Regardless of what the answer is, I hope it includes one word: “Happy.”

John Lennon once said

“When I was 5 years old, my mother always told me that happiness was the key to life.

When I went to school, they asked me what I wanted to be when I grew up.

I wrote down ‘happy’.

They told me I didn’t understand the assignment, and I told them they didn’t understand life.”

Pharrell Williams may have sung it best in “Happy”:

“Clap along if you know what happiness is to you

Clap along if you feel like that's what you wanna do”

Let’s break the chorus down:

What is happiness to you?

Do you want to do something that makes you happy?

Those questions seem simple, but are in fact hard to answer.

If what you do makes you happy, you will never have to work a day of your life.

Don’t get me wrong, you will still have to work hard, and I can’t promise that you will enjoy every moment.

But if you are driven by your dreams and what makes you happy, then it doesn’t feel like work.

Finding the answer is easier than you may think.

Find something you would do for free.

Mayor Michael Bloomberg worked as Mayor of New York City for 12 years, making just $1 a year.

What would you do for $1 a year, if you afford it?

You can find the answer through volunteerism or through your hobbies.

Once you start exploring your interests, see what jobs there are that you might like to do.

The good news is that everyone out there can benefit from having an expert in communication on their team—whether it is President Obama or the ALS Association, who earned millions with the ice bucket challenge.

You have chosen your degree well: in a changing world, the need for communications skills are one constant — along with the ability to adapt to ever-changing communications methods.

We used to send handwritten letters.
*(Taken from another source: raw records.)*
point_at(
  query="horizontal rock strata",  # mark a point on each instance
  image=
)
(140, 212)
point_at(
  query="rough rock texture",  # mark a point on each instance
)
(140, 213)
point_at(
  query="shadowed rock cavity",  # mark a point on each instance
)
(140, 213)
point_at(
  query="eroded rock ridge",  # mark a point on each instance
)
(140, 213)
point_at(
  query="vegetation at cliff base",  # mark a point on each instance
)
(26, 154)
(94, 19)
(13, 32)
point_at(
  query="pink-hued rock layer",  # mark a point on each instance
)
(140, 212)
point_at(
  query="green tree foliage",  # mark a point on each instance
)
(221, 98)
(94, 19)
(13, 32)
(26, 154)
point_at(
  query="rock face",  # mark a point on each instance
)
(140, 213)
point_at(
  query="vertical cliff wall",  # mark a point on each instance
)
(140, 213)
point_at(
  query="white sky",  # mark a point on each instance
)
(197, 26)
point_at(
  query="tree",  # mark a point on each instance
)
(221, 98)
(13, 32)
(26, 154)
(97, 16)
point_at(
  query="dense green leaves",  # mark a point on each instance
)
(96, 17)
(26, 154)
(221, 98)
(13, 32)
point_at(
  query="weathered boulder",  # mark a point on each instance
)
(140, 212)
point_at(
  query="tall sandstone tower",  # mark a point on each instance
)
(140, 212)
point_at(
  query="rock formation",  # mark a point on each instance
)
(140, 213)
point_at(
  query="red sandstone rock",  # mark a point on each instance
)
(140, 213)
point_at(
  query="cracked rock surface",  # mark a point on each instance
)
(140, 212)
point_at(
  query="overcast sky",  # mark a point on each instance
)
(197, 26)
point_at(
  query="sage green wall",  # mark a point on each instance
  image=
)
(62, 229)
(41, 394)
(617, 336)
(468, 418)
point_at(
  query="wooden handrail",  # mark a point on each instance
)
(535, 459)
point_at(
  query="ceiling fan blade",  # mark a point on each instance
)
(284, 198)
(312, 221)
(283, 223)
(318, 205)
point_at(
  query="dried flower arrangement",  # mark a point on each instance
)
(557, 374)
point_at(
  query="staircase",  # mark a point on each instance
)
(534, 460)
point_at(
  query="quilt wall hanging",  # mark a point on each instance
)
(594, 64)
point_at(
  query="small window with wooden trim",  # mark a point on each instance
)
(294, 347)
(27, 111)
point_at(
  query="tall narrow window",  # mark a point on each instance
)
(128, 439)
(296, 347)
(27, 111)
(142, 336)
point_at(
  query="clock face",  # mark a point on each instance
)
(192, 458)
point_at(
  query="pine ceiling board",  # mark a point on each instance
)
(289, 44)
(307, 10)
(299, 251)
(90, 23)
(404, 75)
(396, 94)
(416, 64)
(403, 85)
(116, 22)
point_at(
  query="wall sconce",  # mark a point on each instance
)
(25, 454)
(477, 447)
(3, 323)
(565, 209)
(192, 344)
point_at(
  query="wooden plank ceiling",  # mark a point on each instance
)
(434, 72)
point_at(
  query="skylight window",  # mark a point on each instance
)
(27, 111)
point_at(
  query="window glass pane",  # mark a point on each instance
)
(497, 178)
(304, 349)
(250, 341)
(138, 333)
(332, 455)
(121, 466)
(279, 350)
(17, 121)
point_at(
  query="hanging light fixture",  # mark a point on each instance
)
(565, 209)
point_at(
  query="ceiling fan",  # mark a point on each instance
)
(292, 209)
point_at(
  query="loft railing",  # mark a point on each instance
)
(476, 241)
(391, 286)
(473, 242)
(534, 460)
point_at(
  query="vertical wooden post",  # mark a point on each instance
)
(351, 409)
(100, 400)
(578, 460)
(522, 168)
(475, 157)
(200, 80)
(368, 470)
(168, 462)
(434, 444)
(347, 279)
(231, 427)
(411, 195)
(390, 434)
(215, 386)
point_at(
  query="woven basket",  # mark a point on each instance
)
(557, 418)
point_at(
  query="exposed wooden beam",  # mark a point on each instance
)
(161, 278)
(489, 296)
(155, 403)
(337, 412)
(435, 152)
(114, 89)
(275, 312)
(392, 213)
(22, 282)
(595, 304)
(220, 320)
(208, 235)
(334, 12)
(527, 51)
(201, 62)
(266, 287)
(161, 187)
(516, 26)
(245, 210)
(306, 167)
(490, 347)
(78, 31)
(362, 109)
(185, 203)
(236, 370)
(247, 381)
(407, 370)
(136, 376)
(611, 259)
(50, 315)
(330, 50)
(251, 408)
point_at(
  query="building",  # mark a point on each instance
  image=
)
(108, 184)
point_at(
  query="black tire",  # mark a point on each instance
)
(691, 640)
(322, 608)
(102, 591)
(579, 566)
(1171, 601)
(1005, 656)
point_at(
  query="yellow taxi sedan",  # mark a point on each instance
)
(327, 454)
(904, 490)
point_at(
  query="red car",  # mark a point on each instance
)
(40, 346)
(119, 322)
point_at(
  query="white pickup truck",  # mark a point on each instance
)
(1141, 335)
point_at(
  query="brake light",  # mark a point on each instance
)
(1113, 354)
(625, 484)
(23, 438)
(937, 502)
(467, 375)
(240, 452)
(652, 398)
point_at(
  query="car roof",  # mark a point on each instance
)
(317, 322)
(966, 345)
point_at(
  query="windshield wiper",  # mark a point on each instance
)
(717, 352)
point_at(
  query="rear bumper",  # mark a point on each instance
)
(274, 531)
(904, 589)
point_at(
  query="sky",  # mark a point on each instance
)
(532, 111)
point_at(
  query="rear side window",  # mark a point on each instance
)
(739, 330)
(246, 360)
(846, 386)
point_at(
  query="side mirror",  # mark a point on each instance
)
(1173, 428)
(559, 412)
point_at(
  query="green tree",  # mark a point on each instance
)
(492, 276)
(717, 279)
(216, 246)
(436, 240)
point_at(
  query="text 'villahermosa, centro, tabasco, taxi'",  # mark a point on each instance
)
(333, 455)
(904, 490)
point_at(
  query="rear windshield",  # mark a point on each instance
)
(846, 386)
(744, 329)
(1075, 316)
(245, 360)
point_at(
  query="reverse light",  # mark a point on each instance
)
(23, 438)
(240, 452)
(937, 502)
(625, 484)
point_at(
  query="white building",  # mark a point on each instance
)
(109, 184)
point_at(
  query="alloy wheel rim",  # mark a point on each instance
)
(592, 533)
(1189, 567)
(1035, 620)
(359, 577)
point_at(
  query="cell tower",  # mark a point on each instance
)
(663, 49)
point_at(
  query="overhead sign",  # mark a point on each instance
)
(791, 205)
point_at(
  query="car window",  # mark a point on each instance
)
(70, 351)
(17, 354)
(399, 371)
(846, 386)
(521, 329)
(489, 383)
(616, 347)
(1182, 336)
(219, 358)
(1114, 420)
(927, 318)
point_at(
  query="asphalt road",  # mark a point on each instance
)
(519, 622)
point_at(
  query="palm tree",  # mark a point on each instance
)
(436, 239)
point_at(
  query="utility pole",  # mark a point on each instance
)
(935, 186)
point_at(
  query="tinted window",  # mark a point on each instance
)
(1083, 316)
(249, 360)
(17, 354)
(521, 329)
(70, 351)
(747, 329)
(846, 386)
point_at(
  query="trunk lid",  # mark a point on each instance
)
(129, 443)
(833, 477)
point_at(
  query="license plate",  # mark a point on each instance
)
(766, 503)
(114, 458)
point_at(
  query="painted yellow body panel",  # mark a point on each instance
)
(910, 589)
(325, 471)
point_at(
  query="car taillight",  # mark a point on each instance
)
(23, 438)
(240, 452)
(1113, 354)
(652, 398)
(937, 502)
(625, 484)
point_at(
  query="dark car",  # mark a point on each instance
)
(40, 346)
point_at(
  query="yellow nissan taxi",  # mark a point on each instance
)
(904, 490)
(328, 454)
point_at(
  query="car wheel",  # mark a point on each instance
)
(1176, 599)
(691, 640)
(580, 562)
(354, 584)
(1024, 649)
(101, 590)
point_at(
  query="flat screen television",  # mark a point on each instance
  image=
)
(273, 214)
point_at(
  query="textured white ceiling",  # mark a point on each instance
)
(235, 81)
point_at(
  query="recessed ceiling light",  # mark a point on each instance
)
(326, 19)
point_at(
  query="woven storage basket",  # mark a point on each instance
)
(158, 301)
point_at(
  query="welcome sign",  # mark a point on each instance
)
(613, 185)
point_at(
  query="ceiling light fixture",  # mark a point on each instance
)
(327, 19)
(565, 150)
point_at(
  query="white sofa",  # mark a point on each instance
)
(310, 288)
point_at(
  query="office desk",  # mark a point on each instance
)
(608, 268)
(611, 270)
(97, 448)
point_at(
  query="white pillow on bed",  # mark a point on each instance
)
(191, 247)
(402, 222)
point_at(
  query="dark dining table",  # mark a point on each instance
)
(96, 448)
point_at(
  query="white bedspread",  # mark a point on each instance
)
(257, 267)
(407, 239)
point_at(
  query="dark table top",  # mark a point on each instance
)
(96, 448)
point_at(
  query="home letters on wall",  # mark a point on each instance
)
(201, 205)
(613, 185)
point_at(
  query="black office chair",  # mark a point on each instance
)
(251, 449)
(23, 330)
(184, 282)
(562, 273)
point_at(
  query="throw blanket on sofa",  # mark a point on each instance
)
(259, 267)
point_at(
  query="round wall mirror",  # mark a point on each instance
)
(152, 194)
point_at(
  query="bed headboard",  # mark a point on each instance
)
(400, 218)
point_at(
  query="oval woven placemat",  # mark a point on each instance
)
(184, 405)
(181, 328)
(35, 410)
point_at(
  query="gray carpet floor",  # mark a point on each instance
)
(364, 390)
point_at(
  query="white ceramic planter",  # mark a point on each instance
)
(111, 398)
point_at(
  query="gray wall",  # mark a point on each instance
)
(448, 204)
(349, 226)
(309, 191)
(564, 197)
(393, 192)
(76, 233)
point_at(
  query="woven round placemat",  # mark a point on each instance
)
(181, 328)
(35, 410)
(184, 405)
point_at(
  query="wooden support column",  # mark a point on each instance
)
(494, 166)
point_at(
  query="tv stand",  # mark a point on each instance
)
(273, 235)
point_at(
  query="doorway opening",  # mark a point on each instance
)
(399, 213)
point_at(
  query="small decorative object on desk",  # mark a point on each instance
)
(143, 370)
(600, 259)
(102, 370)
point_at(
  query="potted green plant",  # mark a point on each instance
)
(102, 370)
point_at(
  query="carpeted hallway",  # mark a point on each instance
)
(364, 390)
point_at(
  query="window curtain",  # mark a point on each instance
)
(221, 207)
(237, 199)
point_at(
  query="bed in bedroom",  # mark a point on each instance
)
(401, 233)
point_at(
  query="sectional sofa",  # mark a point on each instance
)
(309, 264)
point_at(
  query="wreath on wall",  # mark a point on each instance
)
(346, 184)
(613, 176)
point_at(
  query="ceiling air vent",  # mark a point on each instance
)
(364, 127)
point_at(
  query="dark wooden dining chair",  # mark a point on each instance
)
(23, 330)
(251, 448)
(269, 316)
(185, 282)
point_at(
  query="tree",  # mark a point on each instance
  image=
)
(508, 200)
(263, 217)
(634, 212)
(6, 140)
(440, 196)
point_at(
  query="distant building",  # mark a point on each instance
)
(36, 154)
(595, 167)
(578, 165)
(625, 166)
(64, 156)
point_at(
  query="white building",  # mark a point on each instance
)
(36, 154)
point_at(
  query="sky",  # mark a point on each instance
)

Then, with the invention of telegraph in the 1800s we learned to communicate much in a few words. The telegraph became phased out with the onset of the invention of the telephone, and, later, email.

Though the more things change, the more you will find that they stay the same, as nearly 200 years later we’re now only using 140 characters on Twitter or by text message.

As audiences become saturated with information, the ability to communicate an idea quickly through a text, tweet, meme, infographic or Vine has become increasingly important.

An understanding of communication is essential in any field you enter. You will need these skills, because the world needs you to take on its challenges.

I encourage you to find happiness not only by looking inward, but by looking outward. Find a problem in the world and solve it.

Gandhi said it best: “Be the change you wish to see in the world.”

SUNY Albany alumni have a long history of following their passions —finding a problem in the world and solving it.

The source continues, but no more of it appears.